Analysis

Suppose our text data is currently arranged into a single file, where each line of that file contains all of the text in a single document. Here we can use SFrame.read_csv to parse the text data into a one-column SFrame.

import os
if os.path.exists('wikipedia_w16'):
    sf = graphlab.SFrame('wikipedia_w16')
else:
    sf = graphlab.SFrame.read_csv('http://s3.amazonaws.com/dato-datasets/wikipedia/raw/w16.csv', header=False)
    sf.save('wikipedia_w16')
sf
Columns:
X1      str

Rows: 72269

Data:
+--------------------------------+
|               X1               |
+--------------------------------+
| alainconnes alain connes i ... |
| americannationalstandardsi ... |
| alberteinstein near the be ... |
| austriangerman as german i ... |
| arsenic arsenic is a metal ... |
| alps the alps alpen alpi a ... |
| alexiscarrel born in saint ... |
| adelaide adelaide is a coa ... |
| artist an artist is a pers ... |
| abdominalsurgery the three ... |
|              ...               |
+--------------------------------+
[72269 rows x 1 columns]
Note: Only the head of the SFrame is printed.
You can use print_rows(num_rows=m, num_columns=n) to print more rows and columns.
Bag-of-words

Both SFrames and SArrays expose functionality that can be very useful for manipulating text data.

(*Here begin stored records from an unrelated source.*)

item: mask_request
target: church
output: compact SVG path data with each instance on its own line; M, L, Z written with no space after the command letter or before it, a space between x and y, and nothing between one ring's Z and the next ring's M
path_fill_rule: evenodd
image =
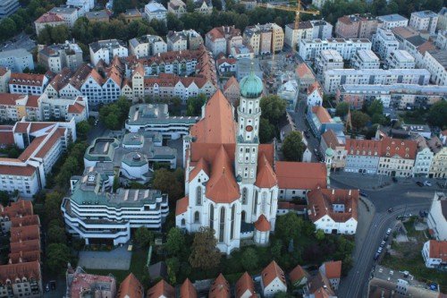
M251 72L240 86L237 122L233 106L218 90L183 137L185 197L175 210L177 227L190 233L211 227L217 248L226 254L244 239L268 244L278 198L327 187L324 163L275 161L274 145L259 144L262 81Z

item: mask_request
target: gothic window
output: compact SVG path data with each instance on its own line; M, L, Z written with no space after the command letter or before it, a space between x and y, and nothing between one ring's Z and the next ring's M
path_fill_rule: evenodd
M236 206L232 205L232 225L231 225L232 230L230 231L230 239L232 239L232 240L234 238L234 217L235 217L235 213L236 213Z
M202 205L202 188L200 186L198 186L196 189L196 205Z
M219 223L219 242L223 243L225 233L225 208L221 208L221 217Z
M215 228L215 207L213 204L209 204L209 227Z

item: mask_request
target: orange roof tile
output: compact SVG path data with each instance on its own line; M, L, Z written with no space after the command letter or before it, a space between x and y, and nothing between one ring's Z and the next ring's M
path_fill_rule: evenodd
M144 287L139 280L131 272L130 275L121 283L118 290L118 298L141 298L143 297Z
M275 278L286 285L284 271L273 260L261 272L262 283L264 286L268 286Z
M257 220L255 222L255 228L259 232L270 231L270 223L264 214L261 214Z
M211 285L208 298L230 298L230 284L221 273Z
M148 290L148 298L160 297L175 298L174 288L163 279Z
M327 187L327 170L324 163L278 161L275 166L280 189L313 190Z
M197 291L189 278L180 287L180 298L197 298Z
M242 296L249 298L257 297L256 295L255 284L253 283L253 279L251 278L251 277L248 272L245 272L238 279L235 285L235 291L236 291L236 298L240 298Z
M177 200L177 202L175 204L175 215L181 215L186 212L188 209L188 205L189 205L190 198L189 197L183 197L180 200Z

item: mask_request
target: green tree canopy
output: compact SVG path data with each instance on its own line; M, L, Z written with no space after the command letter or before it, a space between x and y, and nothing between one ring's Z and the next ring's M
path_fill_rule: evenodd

For example, one common preprocessing task for text data is to transform it into "bag-of-words" format: each document is represented by a map where the words are keys and the values are the number of occurrences. So a document containing the text "hello goodbye hello" would be represented by a dict type element containing the value {"hello": 2, "goodbye":1}. This transformation can be accomplished with the following code.

bow = graphlab.text_analytics.count_words(sf['X1'])

We can print five of the words in the first document

bow[0].keys()[:5]
['and', 'work', 'baumconnes', 'gold', 'almost']

and find the documents that contain the word "gold":

bow.dict_has_any_keys(['gold'])

We can save this representation of the documents as another column of the original SFrame.

sf['bow'] = bow
TF-IDF

Another useful representation for text data is called TF-IDF (term frequency - inverse document frequency). This is a modification of the bag-of-words format where the counts are transformed into scores: words that are common across the document corpus are given low scores, and rare words occurring often in a document are given high scores.

$$ \mbox{TF-IDF}(word, document) = N(word, document) * log(1/\sum_d N(word, d))) $$

where N(w, d) is the number of times word w occurs in document d. This transformation can be done to an SArray of dict type containing documents in bow-of-words format using tf_idf.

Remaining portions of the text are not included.